Federal Reserve Chairman Jerome Powell listens during a House Financial Services Committee hearing to discuss the Federal Reserve’s Semi-Annual Monetary Policy Report at the Capitol on Wednesday, June 21, 2023.

Federal Reserve officials were privately divided over whether they should pause interest rate hikes despite unanimously voting to do so last month, according to meeting notes released Wednesday.

Minutes from the June meeting of the Federal Open Market Committee (FOMC) — the panel of Fed officials responsible for setting interest rates — showed disagreements among top officials behind a public show of solidarity.

The FOMC voted unanimously at the end of the June 13-14 meeting to pause interest rate hikes after 10 consecutive increases since March 2022. But some FOMC members voiced support for another 0.25 percentage point hike before voting with the rest of their colleagues.

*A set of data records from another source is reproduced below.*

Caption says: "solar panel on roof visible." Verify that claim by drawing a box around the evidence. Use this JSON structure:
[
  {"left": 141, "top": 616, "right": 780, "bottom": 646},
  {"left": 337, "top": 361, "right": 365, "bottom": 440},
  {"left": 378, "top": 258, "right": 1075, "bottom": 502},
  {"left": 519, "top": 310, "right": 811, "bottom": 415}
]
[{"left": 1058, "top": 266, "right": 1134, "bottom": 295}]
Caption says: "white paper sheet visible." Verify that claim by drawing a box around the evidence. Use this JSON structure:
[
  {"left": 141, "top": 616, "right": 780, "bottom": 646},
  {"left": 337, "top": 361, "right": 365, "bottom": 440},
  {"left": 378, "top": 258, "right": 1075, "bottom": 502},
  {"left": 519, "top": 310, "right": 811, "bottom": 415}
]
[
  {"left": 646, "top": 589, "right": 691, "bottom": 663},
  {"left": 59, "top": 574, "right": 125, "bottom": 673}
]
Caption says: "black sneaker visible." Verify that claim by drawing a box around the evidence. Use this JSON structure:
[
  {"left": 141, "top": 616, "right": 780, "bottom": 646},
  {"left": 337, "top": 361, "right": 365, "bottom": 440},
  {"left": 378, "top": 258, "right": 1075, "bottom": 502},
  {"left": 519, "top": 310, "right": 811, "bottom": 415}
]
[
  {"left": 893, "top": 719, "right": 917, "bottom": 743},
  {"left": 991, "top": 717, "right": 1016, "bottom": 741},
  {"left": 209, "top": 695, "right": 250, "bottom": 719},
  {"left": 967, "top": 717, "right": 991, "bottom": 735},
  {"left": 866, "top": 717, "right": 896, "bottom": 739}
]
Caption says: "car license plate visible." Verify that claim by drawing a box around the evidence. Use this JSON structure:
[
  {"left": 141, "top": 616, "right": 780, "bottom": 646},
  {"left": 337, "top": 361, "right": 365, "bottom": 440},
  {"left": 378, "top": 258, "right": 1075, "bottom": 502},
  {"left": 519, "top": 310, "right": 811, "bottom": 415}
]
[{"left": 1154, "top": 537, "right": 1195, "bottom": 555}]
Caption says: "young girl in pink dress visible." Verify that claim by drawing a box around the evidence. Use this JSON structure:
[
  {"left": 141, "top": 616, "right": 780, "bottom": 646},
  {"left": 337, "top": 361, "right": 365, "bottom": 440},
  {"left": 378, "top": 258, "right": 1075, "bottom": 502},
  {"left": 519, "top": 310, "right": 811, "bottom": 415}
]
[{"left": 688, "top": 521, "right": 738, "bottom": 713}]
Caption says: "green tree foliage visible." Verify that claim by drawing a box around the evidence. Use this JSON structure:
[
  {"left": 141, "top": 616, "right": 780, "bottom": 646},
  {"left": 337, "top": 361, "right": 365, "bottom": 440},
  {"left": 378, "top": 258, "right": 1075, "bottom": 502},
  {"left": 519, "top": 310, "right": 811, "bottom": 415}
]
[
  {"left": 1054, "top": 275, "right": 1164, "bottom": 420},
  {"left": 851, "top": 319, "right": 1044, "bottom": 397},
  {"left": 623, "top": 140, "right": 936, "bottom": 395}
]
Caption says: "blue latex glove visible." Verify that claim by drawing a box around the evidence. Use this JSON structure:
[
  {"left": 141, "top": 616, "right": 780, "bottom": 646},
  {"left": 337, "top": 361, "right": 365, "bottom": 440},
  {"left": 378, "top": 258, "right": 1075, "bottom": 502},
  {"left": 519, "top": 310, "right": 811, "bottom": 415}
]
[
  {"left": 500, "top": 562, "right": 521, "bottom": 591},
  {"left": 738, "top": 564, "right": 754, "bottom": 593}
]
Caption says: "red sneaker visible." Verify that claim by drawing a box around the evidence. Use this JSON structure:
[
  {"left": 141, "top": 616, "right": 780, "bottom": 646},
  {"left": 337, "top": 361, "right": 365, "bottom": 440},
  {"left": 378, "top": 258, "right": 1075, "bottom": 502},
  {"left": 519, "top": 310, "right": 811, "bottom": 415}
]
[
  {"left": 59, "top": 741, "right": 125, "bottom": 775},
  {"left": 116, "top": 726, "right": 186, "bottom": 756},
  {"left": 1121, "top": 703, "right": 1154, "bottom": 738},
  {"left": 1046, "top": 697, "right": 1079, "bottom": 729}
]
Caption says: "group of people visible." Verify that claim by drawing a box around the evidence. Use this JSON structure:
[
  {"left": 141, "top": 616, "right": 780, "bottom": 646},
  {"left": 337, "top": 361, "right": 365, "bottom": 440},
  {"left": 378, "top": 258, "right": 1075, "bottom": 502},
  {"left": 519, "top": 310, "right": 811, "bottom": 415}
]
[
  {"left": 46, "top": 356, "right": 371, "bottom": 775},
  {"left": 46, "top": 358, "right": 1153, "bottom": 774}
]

“Some participants indicated that they favored raising the target range for the federal funds rate 25 basis points at this meeting or that they could have supported such a proposal,” the minutes read.

“The participants favoring a 25 basis point increase noted that the labor market remained very tight, momentum in economic activity had been stronger than earlier anticipated, and there were few clear signs that inflation was on a path to return to the Committee’s 2 percent objective over time.”


It is not uncommon for FOMC members with dissenting views to vote along with their colleagues, particularly in challenging moments for the Fed.

After sprinting to raise rates in the face of surging inflation, the Fed is mulling how to prevent price growth from rising again without slowing the economy into a recession.

Inflation has fallen sharply after peaking at an annual rate of 7 percent in June 2022, according to the personal consumption expenditures (PCE) price index, down to an annual rate of 3.8 percent last month. The U.S. economy has also remained sturdy throughout the rate hikes, adding jobs at a solid rate and maintaining an unemployment rate in line with pre-pandemic lows.

Inflation is still roughly twice the Fed’s preferred target of 2 percent annual price growth and the strength of the U.S. economy has spurred some concerns that inflation could rise again if the Fed eases up.

But some economists and lawmakers fear further Fed rate hikes could drive the economy into recession, especially given how long higher rates could take to trickle through the economy.